One memorable day during the rise of black Anti-Semitism in the late 1980’s, Maghen harangued us that Jewish pride and Jewish response matters: “A man calls you a pig. Do you walk around with a sign explaining that, in fact, you are not a pig? Do you hand out leaflets expostulating in detail upon the manifold differences between you and a pig (“A pig has a snout, I have a nose; a pig wallows in mud, I only occasionally step in a puddle, and then, of course, inadvertently…”)? Do you stand on a soap box and discourse eruditely on why, in general, it is extremely not nice to call people pigs, and appeal to the populace to please have no truck with an individual rude and nasty enough to say such things about an upstanding citizen like yourself? Fellow Jews, where in hell is your dignity?”

It was frankly simple, memorable and so clear.  Today, as an adult, many of the lessons of Betar have stuck with me and I work hard to pass them on to my children.  Walk into a pizzeria and its natural and “normal” to see a flag of Italy, African-Americans are proud to display portraits of Martin Luther King. But for many of our American Jewish brethren, the Orthodox and other outwardly identifiable Jews maybe too proud, too Jewish, or “extreme”. For some of course, Chabadniks look funny – of course, the Pope doesn’t.

As I recently learned, many years later Ze’ev Maghen is still at it. Today he is the Chairman of Middle East History at Bar-Ilan University and recently wrote an amazing book entitled: “John Lennon and the Jews.”  As CEO of 5WPR a top US PR Agency, the title of the book jumped out at me and is simple marketing genius.
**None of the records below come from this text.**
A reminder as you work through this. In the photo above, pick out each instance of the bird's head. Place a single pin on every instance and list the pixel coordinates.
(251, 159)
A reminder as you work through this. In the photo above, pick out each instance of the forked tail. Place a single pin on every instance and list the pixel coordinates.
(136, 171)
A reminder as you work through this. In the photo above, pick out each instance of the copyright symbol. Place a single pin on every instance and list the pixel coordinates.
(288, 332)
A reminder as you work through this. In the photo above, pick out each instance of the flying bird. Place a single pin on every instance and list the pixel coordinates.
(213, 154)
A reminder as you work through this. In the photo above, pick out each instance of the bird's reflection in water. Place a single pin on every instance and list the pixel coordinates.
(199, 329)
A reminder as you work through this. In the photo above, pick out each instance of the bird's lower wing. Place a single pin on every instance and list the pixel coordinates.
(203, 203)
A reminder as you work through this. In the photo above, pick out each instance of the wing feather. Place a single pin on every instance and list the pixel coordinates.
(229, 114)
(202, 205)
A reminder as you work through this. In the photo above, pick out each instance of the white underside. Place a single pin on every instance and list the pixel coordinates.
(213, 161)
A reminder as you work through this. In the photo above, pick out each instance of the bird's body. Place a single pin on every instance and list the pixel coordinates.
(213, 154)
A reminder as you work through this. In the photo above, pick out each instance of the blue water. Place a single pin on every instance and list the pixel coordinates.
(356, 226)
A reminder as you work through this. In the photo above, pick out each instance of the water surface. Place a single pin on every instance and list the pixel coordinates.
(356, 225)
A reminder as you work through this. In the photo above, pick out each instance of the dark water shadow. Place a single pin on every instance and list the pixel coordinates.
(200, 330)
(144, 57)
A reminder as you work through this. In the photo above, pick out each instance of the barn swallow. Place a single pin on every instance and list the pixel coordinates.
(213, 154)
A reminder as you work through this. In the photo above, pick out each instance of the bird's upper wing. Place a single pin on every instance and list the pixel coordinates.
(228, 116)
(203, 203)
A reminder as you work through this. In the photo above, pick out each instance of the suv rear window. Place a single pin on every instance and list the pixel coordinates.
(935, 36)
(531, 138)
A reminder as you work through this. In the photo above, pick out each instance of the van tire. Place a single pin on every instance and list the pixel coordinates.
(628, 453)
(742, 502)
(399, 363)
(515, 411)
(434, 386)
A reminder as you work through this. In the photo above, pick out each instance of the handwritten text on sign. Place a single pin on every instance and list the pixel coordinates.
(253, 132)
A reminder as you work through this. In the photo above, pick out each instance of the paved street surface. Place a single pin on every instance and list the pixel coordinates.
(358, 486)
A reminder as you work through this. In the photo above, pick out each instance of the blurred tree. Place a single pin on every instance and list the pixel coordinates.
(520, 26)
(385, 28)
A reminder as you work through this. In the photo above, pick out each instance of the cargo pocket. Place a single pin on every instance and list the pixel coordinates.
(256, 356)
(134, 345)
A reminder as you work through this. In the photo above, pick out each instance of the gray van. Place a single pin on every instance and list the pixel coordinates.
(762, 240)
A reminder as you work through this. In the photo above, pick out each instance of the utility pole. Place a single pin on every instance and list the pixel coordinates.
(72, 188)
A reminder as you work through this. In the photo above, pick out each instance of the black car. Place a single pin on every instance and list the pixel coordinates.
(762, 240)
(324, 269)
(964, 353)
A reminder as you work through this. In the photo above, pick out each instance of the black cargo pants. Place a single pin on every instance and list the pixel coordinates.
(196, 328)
The book is really great, and while it has little to do with John Lennon, it is a book which details the beauties of being Jewish.  The challenge of Jewish identity, why to be (and stay involved) as a Jew, the book is well-written, humorous and thought-provoking. It is a book which Jews – anywhere on the religious spectrum – should pick up, read and enjoy.  And then read it again.

It makes people think about Jewish issues– something young American Jews in particular don’t do enough of.  Our people are so concerned about the whole world – and should in fact be more concerned about our people and our people’s future.

Maghen seemingly has devoted his life to showing Jews how “awesome” it is to be Jewish – as he says, “Jewishness is uplifting. It takes us out of the “prosaic mundanity” of the “daily drudge” and brings us into a sphere that is “powerful, exciting, fathomless, and beautiful.”

Anyone who agrees – or is curious – should get the book and keep spreading the message of Jewish pride.